Selain itu, OJK dan BEI juga menyiapkan mekanisme pemicu (triggering event) untuk mengidentifikasi saham yang mulai menunjukkan indikasi konsentrasi kepemilikan.
“Pemicunya itu indikasi yang kelihatannya sudah mulai ada mengarah ke konsentrasi,” ujarnya.
Hasan menambahkan, kebijakan tersebut juga akan dilengkapi dengan mekanisme exit policy, sehingga saham yang telah masuk dalam kategori konsentrasi tinggi tetap memiliki peluang untuk keluar apabila kondisi kepemilikannya membaik. “Bukan berarti sekali masuk tidak bisa keluar,” kata dia.
Menurutnya, langkah ini merupakan bagian dari upaya menghadirkan transparansi berbasis data aktual di pasar modal, termasuk penggunaan data terkini untuk menggambarkan kondisi kepemilikan saham secara lebih akurat.

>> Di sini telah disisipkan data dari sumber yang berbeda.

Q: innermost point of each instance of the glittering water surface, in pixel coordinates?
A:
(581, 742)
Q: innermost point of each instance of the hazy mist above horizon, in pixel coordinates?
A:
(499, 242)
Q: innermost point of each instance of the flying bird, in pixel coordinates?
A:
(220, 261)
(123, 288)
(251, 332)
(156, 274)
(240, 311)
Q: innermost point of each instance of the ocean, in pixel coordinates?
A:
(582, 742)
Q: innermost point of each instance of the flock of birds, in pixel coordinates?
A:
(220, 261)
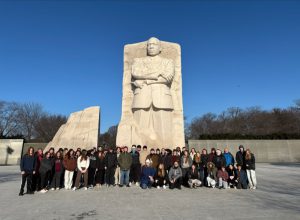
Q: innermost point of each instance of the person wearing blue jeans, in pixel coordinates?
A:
(125, 161)
(147, 176)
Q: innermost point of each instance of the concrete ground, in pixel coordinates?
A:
(277, 197)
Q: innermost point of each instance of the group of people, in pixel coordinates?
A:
(165, 168)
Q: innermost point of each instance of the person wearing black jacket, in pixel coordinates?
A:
(100, 169)
(240, 157)
(110, 166)
(28, 166)
(45, 172)
(202, 167)
(193, 177)
(135, 168)
(219, 159)
(92, 168)
(250, 169)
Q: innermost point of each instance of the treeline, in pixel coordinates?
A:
(250, 123)
(28, 121)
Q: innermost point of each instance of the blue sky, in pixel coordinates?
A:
(68, 55)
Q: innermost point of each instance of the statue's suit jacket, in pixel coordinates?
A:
(157, 94)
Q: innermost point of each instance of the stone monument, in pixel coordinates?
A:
(80, 131)
(152, 112)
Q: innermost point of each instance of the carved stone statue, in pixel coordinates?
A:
(152, 111)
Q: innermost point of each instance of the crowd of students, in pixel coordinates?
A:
(165, 168)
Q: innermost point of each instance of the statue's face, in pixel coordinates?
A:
(153, 47)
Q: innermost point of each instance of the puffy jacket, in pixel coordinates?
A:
(250, 164)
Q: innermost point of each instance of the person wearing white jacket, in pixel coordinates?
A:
(83, 163)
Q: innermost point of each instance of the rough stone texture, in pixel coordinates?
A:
(128, 125)
(81, 130)
(264, 150)
(277, 198)
(10, 151)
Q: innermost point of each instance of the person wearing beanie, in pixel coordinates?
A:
(147, 176)
(240, 157)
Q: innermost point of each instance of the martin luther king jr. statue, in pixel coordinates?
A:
(152, 111)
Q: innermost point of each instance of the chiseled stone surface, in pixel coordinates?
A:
(277, 198)
(152, 111)
(10, 151)
(81, 130)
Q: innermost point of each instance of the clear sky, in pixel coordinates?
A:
(68, 55)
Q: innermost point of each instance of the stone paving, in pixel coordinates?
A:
(277, 197)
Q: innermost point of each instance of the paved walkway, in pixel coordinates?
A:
(277, 197)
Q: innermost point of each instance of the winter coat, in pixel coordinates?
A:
(70, 164)
(93, 161)
(175, 173)
(146, 172)
(211, 172)
(135, 158)
(125, 161)
(100, 163)
(28, 163)
(193, 174)
(240, 158)
(223, 174)
(46, 165)
(250, 164)
(111, 160)
(219, 161)
(229, 159)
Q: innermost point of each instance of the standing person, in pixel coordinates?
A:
(58, 170)
(240, 157)
(250, 168)
(154, 158)
(186, 163)
(117, 171)
(175, 176)
(212, 155)
(100, 169)
(45, 172)
(219, 159)
(147, 175)
(36, 182)
(211, 175)
(110, 166)
(223, 178)
(125, 161)
(192, 153)
(229, 159)
(143, 155)
(241, 178)
(193, 177)
(92, 168)
(160, 179)
(231, 176)
(135, 169)
(28, 166)
(70, 164)
(203, 168)
(83, 163)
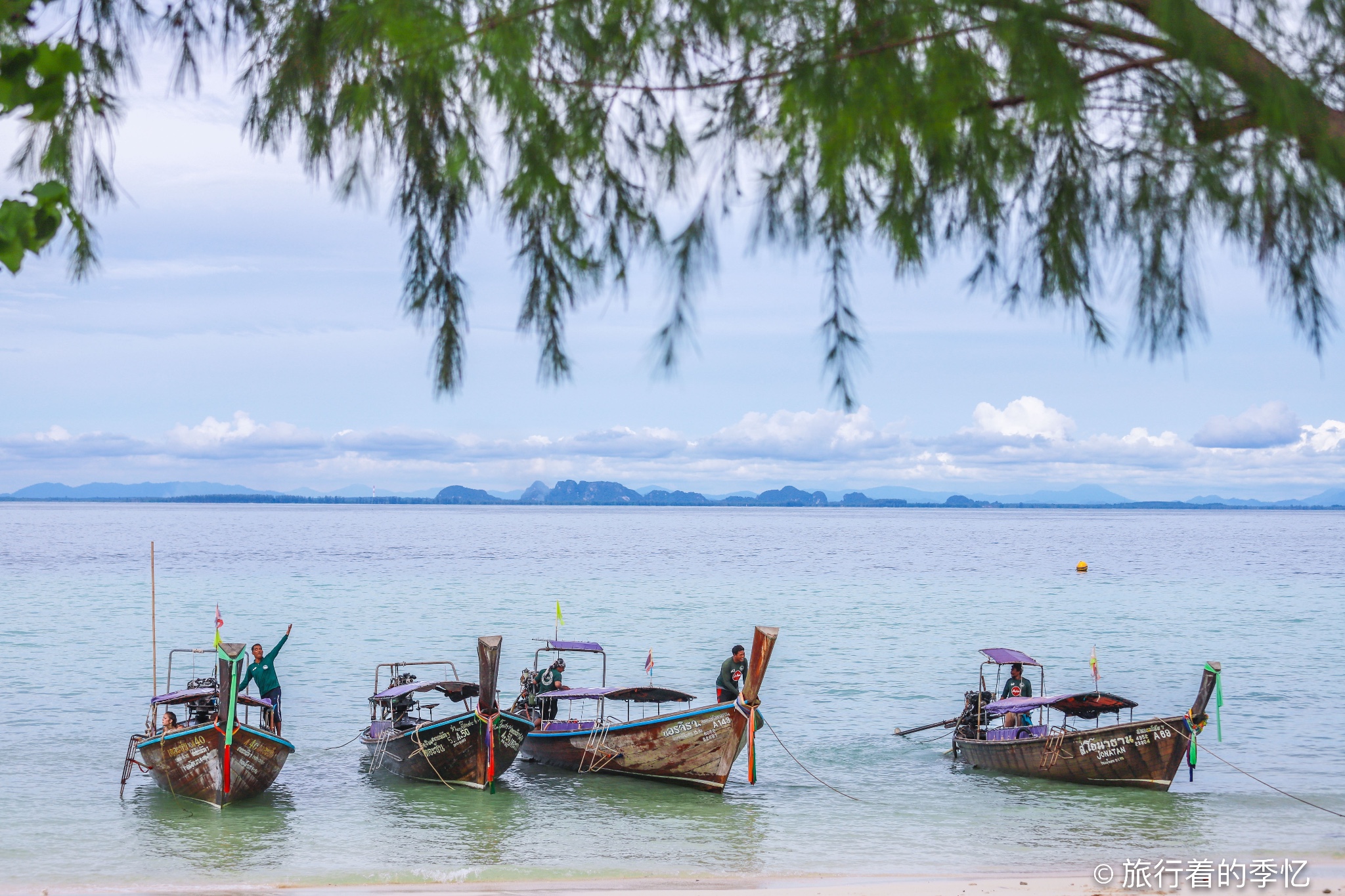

Langkah ini merupakan salah satu dari empat proposal yang akan diajukan OJK terkait dengan reformasi pasar modal. Empat proposal tersebut diantaranya; pertama, keterbukaan pemilik saham perusahaan dengan batas 1%. Kedua, Self Regulatory Organization (SRO), yakni BEI dan KSEI membuka detail klasifikasi investor sampai 27 sub tipe.
Ketiga, penerapan batas minimum free float 15%, dan keempat implementasi pengungkapan high shareholding concentration.